The Nodebooks also handle other types of metadata, such as mission reports, active tracking, and gliders. Each of these workflows have their own code sets to help facilitate their processing.
How information is returned to researchers when available
Once the OTNDC team has processed and verified the records, and matched detection records to tag records, a report of the results (known as detection extracts) are sent to the researchers. These detection extracts are sent out during the Data Push, occurring on average once every three months. These detection extracts can then be checked by the researcher and run through a series of OTN supported tools (Python: resonATe, R: glatos) to complete further analysis on these matches.

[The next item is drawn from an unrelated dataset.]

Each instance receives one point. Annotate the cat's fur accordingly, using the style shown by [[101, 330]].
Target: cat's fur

The above diagram shows the full workflow of the OTN system. The data is first acquired by the OTNDC then is loaded into the database into a schema for each project, which also holds different types of tables depending on the type of data submission. These tables generally have a lower level (raw tables), an intermediate level, and a higher level. Through the Nodebooks, these tables and schemas are quality controlled and processed through the levels. These higher level tables are automatically loaded to a "parent schema" via inheritance in the database. This parent schema is then used to load the data to public endpoints. For the first public endpoint, summaries are created out of the parent schema and this summary information is used to populate the discovery pages on our website. High levels of data that has the correct permissions is added to our Geoserver and our Erddap.